Key Benefits of Fluss and Paimon Changelog Generation

1. Improved Timeliness: Near real-time changelog generation ensures data freshness and faster insights.
2. Resource Efficiency: By eliminating the need for computationally expensive operations, the architecture reduces resource consumption while maintaining high performance.
3. Seamless Integration: The direct compatibility between Fluss changelogs and Paimon changelog formats simplifies the process, enhancing system efficiency and reducing operational complexity.

This architecture provides an elegant solution for use cases that demand both low-latency data updates and optimized resource utilization, making it a robust choice for modern data processing needs.

Enabling Multi-Writer Support for Paimon Partial Updates

Partial updates are a critical feature in Apache Paimon, particularly for managing large, wide tables. However, in the current Paimon architecture, performing partial updates on wide tables presents significant challenges:

• Single Writer Limitation: To ensure consistency, all partial updates to a table must be consolidated into a single SQL job. This requires using a UNION statement to combine all partial update operations into a single pipeline, ensuring only one writer is responsible for updating the table.
• Operational Complexity: Consolidating all updates into one job makes it difficult to manage and tune individual update operations, leading to challenges in scalability and flexibility.

With Fluss and Paimon integration these limitations are eliminated

• Intermediate Synchronization via Fluss: All updates pass through Fluss, which serves as an intermediary layer to synchronize changes with Paimon.
• Support for Concurrent Updates: Fluss enables concurrent updates from multiple SQL jobs, removing the need to consolidate updates into a single job.
• Fine-Grained Job Management: With the ability to execute multiple independent SQL jobs for updating any number of columns in a wide table, users can perform job-level tuning and management, improving operational efficiency and flexibility.

This enables organizations to unlock several key advantages:

• High Real-Time Performance: Lakehouse storage achieves second-level data freshness, meeting the demands of real-time data applications.
• Unified Streaming and Lakehouse Processing: Data is written once into the architecture and can seamlessly support both batch and streaming use cases, reducing duplication of effort.
• Lower Operational Costs: Simplified maintenance and reduced complexity of partial updates, lower storage costs by minimizing data duplication and reduced computational costs by eliminating redundant processing pipelines.

The Fluss and Paimon architecture offers a robust solution for managing partial updates in wide tables while delivering significant improvements in performance, scalability, and operational efficiency.

All the above highlight the power of a unified streaming and Lakehouse architecture in modern data systems, ensuring real-time capabilities with streamlined workflows.

Future plans

The Fluss community is actively working to enhance the streaming and Lakehouse unification capabilities, focusing on the following key areas.

Expanding Union Read Ecosystem

Currently, Union Read functionality is integrated with Apache Flink, enabling seamless querying of real-time and historical data.

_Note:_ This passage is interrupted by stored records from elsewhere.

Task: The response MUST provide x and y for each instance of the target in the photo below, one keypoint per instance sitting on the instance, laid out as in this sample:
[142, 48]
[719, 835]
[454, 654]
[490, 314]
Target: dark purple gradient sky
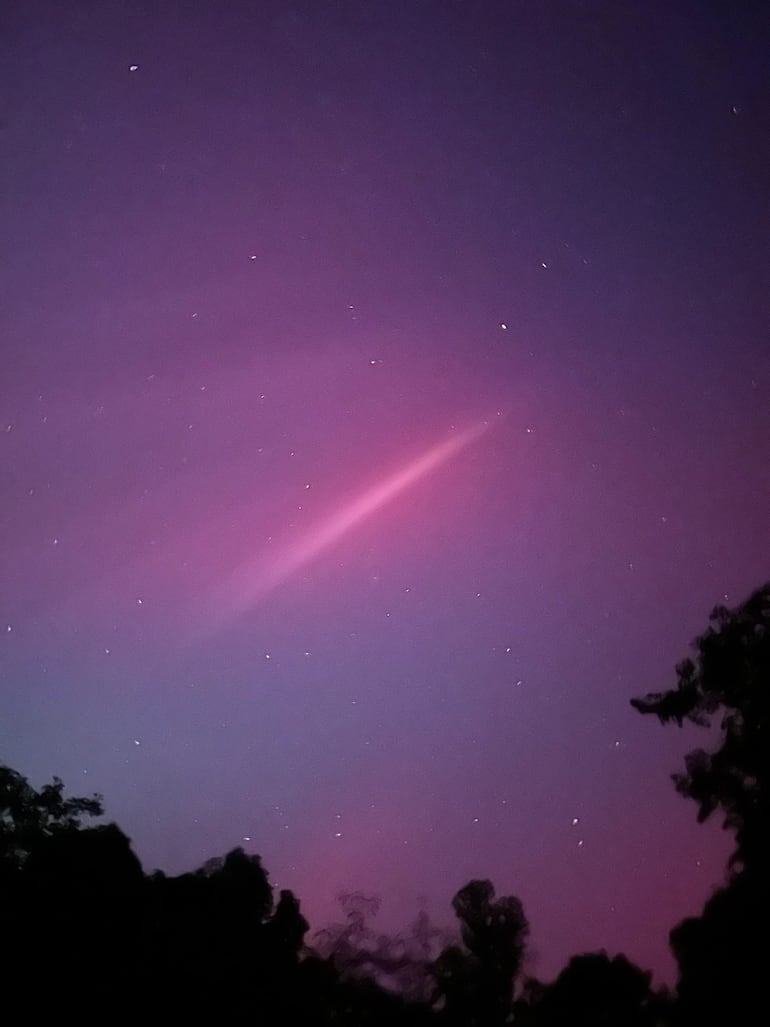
[298, 246]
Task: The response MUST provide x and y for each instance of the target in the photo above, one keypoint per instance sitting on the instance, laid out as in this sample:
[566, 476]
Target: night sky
[385, 401]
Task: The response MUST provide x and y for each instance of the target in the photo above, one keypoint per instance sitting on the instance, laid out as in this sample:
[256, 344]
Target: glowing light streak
[252, 582]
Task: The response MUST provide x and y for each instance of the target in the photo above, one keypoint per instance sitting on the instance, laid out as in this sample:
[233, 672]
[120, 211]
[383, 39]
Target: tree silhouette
[29, 818]
[594, 990]
[722, 955]
[477, 984]
[729, 677]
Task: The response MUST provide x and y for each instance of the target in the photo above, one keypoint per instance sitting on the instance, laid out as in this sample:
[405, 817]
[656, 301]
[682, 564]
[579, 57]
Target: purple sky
[259, 259]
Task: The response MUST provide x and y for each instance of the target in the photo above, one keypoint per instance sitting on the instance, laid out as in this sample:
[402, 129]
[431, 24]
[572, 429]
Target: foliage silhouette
[593, 989]
[730, 677]
[28, 816]
[722, 955]
[476, 984]
[81, 916]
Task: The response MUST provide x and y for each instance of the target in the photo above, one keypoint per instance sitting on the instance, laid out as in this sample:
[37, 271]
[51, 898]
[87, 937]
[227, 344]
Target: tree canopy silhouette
[28, 818]
[722, 954]
[729, 677]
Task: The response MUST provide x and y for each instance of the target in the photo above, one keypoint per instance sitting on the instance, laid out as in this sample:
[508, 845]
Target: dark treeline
[86, 935]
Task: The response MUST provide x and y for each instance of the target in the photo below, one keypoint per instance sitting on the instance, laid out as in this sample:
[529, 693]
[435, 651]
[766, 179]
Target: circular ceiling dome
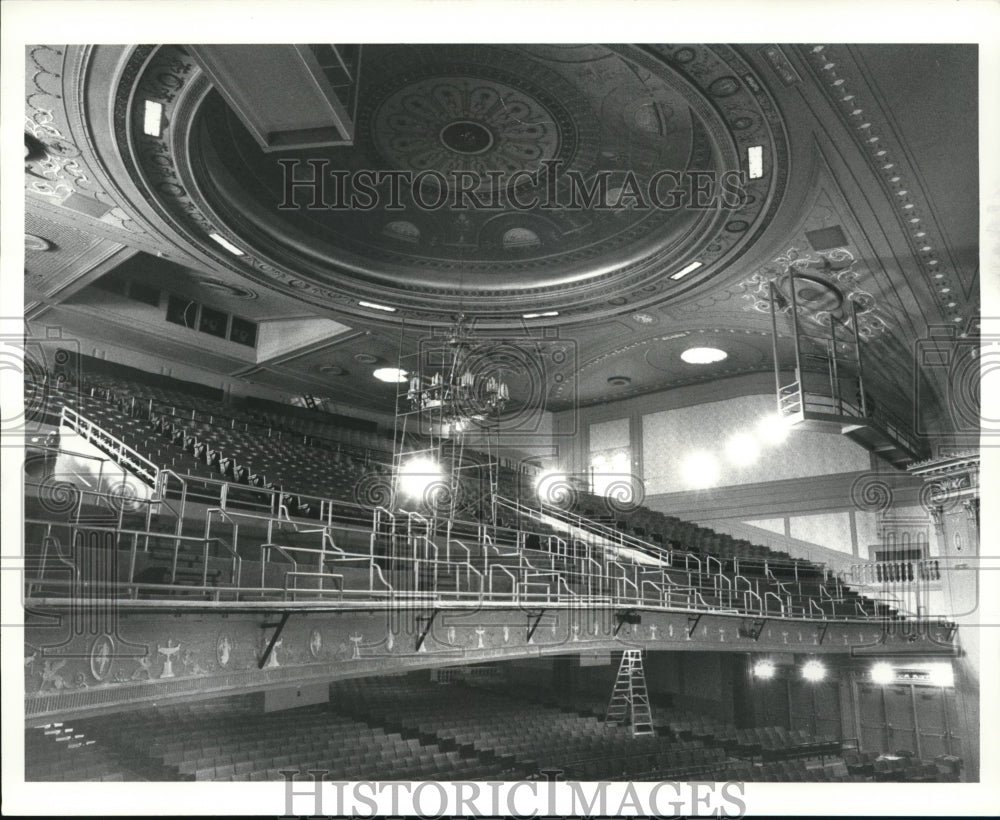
[512, 178]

Moving forward, the community plans to extend this capability to support additional query engines, such as Apache Spark and StarRocks, further broadening its ecosystem compatibility and adoption.

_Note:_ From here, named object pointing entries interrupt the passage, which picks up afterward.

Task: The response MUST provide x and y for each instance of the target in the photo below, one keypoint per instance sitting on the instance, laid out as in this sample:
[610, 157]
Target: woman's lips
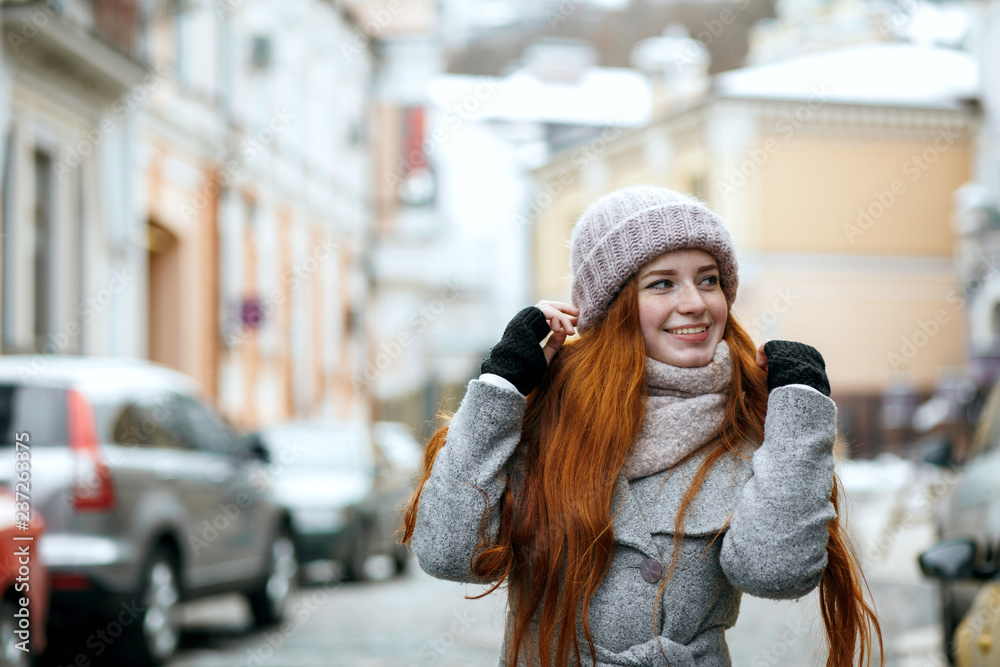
[691, 338]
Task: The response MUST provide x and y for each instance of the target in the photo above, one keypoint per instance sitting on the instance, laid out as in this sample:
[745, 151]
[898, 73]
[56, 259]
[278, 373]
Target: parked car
[968, 521]
[22, 630]
[342, 482]
[149, 499]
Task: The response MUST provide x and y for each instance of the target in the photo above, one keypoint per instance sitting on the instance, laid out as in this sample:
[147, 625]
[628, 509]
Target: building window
[7, 243]
[42, 251]
[182, 40]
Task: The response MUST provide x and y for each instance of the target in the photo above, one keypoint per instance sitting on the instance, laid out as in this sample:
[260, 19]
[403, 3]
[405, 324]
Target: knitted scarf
[684, 412]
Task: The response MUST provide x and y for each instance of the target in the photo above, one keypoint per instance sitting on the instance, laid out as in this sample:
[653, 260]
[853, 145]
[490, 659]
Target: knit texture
[518, 357]
[684, 412]
[623, 230]
[789, 362]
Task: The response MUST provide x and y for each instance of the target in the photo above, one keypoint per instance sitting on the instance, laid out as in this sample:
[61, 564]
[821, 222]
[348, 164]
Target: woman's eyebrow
[670, 272]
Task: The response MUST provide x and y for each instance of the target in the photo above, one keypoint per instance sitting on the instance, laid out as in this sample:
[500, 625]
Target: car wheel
[950, 618]
[156, 635]
[359, 556]
[269, 602]
[10, 655]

Diversifying Lake Storage Formats

At present, Fluss supports Apache Paimon as its primary lake storage. To meet diverse user requirements, the community aims to add support for more lake formats, including Apache Iceberg and Apache Hudi, thereby providing flexibility and interoperability with a wider range of Lakehouse ecosystems.

Optimizing Arrow-to-Parquet Conversion

Fluss leverages Apache Arrow as its storage format, while many Lakehouse formats, such as Paimon, Iceberg, and Hudi, utilize parquet for storage. The Apache Arrow community has developed a mature and efficient solution for converting Arrow data to Parquet. In the future, Fluss will integrate these advancements to enable high-performance Arrow-to-Parquet conversions, significantly reducing the computational overhead of the tiering service and enhancing overall efficiency.